Skarasen, which appear to come in different shapes and sizes in this novel. Either that, or the cyborg that runs round the factory is not a Skarasen but something similar but different.
FEATURED LOCATIONS
Around London, including a grotty Tavern called the Doldrums, in Whitechapel, the factory at Seers' Superior Bottles, the Seers' house in a fashionable part of the West End, Limehouse Mortuary and Coroner's Court, a cemetery, a hospital and the banks of the River Thames. Also a Zygon spaceship concealed beneath said river. The action begins just before 2am on Thursday 11th and ends late evening of Saturday 13th, 1894.

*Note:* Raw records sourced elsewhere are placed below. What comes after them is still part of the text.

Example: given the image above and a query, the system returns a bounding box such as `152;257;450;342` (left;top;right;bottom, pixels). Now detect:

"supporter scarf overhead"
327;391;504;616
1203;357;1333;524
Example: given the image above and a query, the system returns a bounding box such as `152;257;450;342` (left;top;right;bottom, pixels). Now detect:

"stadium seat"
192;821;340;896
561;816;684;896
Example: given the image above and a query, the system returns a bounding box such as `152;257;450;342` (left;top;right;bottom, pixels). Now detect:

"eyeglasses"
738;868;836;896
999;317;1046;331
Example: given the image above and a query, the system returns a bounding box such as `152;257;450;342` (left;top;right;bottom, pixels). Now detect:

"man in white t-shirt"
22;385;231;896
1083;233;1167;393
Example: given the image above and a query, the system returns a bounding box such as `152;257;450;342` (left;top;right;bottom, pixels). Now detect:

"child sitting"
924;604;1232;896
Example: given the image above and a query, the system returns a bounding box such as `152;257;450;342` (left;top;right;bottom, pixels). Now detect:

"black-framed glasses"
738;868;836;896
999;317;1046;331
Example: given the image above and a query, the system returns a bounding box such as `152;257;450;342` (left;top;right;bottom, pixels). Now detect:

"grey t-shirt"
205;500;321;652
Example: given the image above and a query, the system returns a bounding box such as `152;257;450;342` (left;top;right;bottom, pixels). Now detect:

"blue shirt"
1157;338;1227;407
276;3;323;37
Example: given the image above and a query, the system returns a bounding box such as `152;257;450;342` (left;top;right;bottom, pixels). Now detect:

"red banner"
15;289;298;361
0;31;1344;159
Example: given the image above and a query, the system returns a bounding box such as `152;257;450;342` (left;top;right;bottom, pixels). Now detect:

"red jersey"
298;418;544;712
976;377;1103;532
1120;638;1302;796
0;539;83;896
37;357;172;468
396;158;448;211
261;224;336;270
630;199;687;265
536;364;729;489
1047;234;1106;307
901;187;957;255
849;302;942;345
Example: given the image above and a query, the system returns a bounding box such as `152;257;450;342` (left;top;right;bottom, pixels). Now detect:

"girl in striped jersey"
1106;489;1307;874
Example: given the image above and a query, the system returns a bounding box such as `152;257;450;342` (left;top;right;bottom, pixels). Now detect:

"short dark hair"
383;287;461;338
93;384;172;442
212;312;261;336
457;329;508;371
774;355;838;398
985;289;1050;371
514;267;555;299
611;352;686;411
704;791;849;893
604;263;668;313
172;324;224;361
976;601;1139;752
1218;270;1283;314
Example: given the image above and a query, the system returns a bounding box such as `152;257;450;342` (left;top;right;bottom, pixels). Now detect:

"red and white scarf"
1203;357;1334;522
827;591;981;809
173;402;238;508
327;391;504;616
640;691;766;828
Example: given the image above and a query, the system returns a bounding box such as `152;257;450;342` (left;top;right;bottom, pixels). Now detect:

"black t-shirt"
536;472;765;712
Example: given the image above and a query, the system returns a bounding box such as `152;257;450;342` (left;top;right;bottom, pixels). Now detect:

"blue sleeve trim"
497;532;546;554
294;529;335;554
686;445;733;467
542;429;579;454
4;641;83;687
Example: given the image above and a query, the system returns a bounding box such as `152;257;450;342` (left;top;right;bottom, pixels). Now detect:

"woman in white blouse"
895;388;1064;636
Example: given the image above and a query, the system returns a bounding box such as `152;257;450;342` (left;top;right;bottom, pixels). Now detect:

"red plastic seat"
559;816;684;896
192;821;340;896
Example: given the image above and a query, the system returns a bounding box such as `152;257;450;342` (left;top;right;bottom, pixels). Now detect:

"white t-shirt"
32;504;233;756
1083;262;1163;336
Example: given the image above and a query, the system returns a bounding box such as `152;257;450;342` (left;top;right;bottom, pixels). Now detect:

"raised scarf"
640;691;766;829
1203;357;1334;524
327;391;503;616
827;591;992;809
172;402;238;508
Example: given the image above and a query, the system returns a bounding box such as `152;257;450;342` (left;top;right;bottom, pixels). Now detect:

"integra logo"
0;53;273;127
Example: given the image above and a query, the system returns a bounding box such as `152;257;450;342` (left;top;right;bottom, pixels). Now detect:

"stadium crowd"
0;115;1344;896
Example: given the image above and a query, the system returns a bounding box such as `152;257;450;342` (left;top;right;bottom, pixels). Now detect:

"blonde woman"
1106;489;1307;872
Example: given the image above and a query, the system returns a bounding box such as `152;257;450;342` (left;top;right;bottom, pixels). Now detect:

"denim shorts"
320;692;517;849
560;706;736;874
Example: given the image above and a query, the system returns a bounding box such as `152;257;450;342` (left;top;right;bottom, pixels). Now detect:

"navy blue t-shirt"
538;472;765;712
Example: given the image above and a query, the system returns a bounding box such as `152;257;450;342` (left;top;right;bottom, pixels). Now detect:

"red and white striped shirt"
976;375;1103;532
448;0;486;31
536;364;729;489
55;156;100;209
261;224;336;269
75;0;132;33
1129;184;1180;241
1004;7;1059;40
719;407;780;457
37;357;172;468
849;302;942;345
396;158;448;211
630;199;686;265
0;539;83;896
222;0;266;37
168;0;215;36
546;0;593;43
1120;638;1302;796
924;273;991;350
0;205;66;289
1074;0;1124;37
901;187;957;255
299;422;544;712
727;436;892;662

IN SUMMARY - Anthony Wilson
It's not bad, I suppose, and it has some good ideas, but pales in comparison to the two stories that influence it: The Talons of Weng-Chiang and Terror of the Zygons. There is some unnecessary horror, particularly when Jack gouges someone's eyes and tongue out with a broken glass, which I could happily have lived without ever having read. Furthermore, the ending is all over the place in terms of drama and tension - in essence, there is none. Litefoot, while great, is woefully underused, but Sam's characterisation, as an arrogant, self-centred, not-to-put-too-fine-a-point-on-it bitch, undermines the whole thing in that she is so totally unlikeable, and the whole book suffers as a result. The saddest indictment, perhaps, of how bad a start the BBC books made in their choice of companion, is that the book's at its absolute best when Sam's either still in bed or trapped in the Zygon ship. These were the bits I enjoyed. In the end, I found myself much happier with the Zygon Sam-impersonator than I ever was with the real thing, and was almost desperate for either her or Emmeline to join him in his travels instead. Or Litefoot. Or even Balaak.